Protection begins about this time to manifest itself as essential to the success of domestic industry. Acts also were passed for the protection of river fisheries. The manufacture of nails and hemp duck were encouraged—nails by a loan and duck by a bounty. With the increase of population new guarantees were required to secure purity of suffrage. In the winter of 1724 the freehold act was passed “requiring a freehold qualification of the value of one hundred pounds, or an annual income of two pounds derived from real estate to enable any man to become a freeman.” With modification of detail but none of principle, this law held its place on the statute book for a hundred and twenty years. “Freemen of the towns who were not freemen of the Colony were allowed to vote for deputies.”
In 1721 a new bank or loan for forty thousand pounds was established upon the same principle as the first. Hemp and flax were received in payment of interest. Specie had become so scarce that an English half-penny passed for three half-pence, and it was soon manifest that the introduction of paper money had raised prices and encouraged speculation in land.
But nothing occurred to break the monotony of colonial life so important as the capture in 1723 of a pirate schooner and the trial of her crew by a court of admiralty. Twenty-six of the prisoners were condemned to death, hanged at Gravelly or Bull’s Point, and buried on Goat Island between high and low water mark.
One of the important events of 1722–3, and which must be considered as a favorable indication of the increase of population was the division of Kingston into two towns. In 1724 the failure of the crops led again to the prohibition of the exportation of grain. Two thousand bushels of Indian corn were bought on public account and sold to the people at low prices. In Newport no one was allowed to have more than four bushels at a time—in the other towns not more than eight. The temperance question, also, began to attract attention at an early day, and various efforts were made to check drunkenness.

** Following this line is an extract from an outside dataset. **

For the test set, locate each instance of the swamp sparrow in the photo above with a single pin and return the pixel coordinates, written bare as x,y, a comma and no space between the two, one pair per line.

Among them was an act prohibiting the selling of liquor to common drunkards, and to ensure the carrying out of the act town councils were required to post in their own and the neighboring towns those who came under it. In nothing, however, was the progress of the Colony more evident than in the growth of the religious sentiments. The soul liberty of its founder had been mistaken for license. Towards the close of the seventeenth century Cotton Mather had written: “Rhode Island is a colluvies of Antinomians, Familists, Anabaptists, Anti-Sabbatarians, Arminians, Socinians, Quakers, Ranters, everything in the world but Roman Catholics and true Christians.” A quarter of a century later he wrote: “Calvinists with Lutherans, Presbyterians with Episcopalians, Pedobaptists with Anabaptists, beholding one another to fear God and work righteousness, do with delight sit down together at the same table of the Lord.” In strict accordance with the fundamental principle of the Colony the pay of the clergy was made by voluntary contribution of their parishioners.
We have recorded the deaths of Williams and Clarke. In April, 1727, Governor Samuel Cranston followed them to the grave, leaving no public man so universally loved behind.
It is a proof of the progress of the Colony that vagrants and “mad persons” began to be provided for by law. Among the laws adopted from England at this period was the act of limitations for personal actions.
CHANGE OF THE EXECUTIVE.—ACTS OF THE ASSEMBLY.—JOHN BERKELY’S RESIDENCE IN NEWPORT.—FRIENDLY FEELING BETWEEN THE COLONISTS AND THE MOTHER COUNTRY.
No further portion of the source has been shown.